Campaigners also cite the way CCTV was presented in the 1980s as a means of tracking stolen cars. Very quickly thereafter, they say, it became a means of watching cars that were 'of interest' to the police.
More recently, CCTV has been used by law enforcement as an automatic number plate recognition system, taking up to 14 million photos of vehicles and their owners every day.
In London, cameras originally put up to track congestion charge traffic have reportedly been accessed by police for number plate recognition. This has been done without the benefit of any supporting legislation and without any clearly defined safeguards or lines of accountability.
Today CCTV seems to have spread its wings even further, so that it is becoming a catch-all option for dealing with even minor infringements.
This was illustrated by another story covered in British newspapers last weekend.
Some local councils are planning to use CCTV cameras to record the number plates of parents who park illegally while making school runs.
I suspect that almost anyone who has driven near city schools during drop-off or pick-up times will admit that there is something of a problem here.
Some parents seem to think that the entire world must come to a standstill while they attend to their children.
Yet using CCTV cameras to solve the problem, by tracking relatively minor parking infringements, will only serve to further erode public trust in local councils. It will also lead to questions about unintended consequences.

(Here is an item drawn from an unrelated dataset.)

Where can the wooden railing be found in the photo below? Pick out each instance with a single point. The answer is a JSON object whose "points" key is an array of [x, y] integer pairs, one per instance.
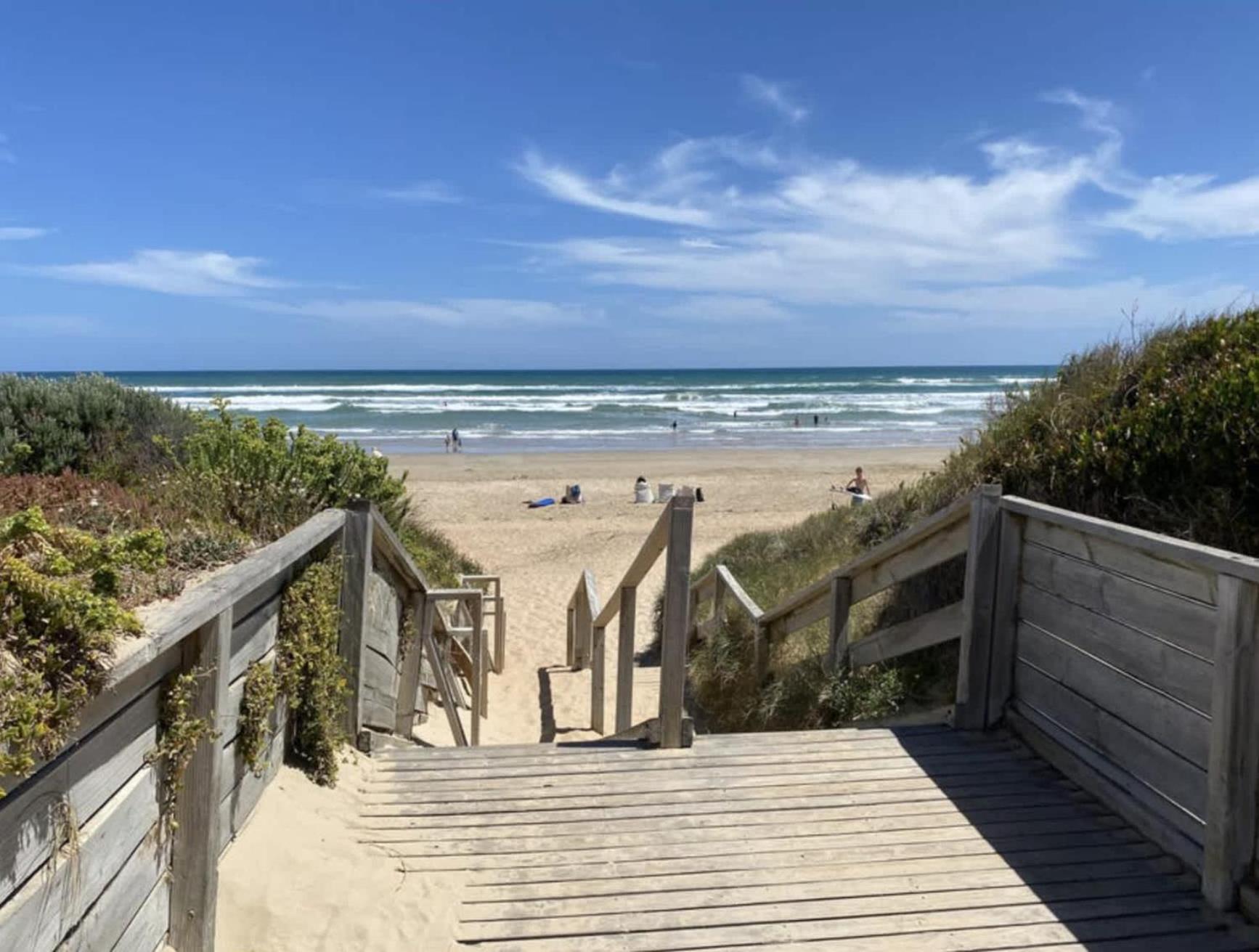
{"points": [[131, 887], [955, 530], [1127, 659], [495, 609], [587, 624]]}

If this practice becomes widespread, what's to stop councils using CCTV to track other infringements, not only of law but of basic etiquette? Why would they not, for example, use the same tools to identify and penalise people who litter the streets?
Would it be worth allowing ever greater intrusions into our personal space simply to net a few litterers?
Likewise on the corporate front, it is a relatively short jump in pure technological terms from a tool that is used for 'face detection' to one that is designed for 'facial recognition'.
What's to stop companies in future from taking that step?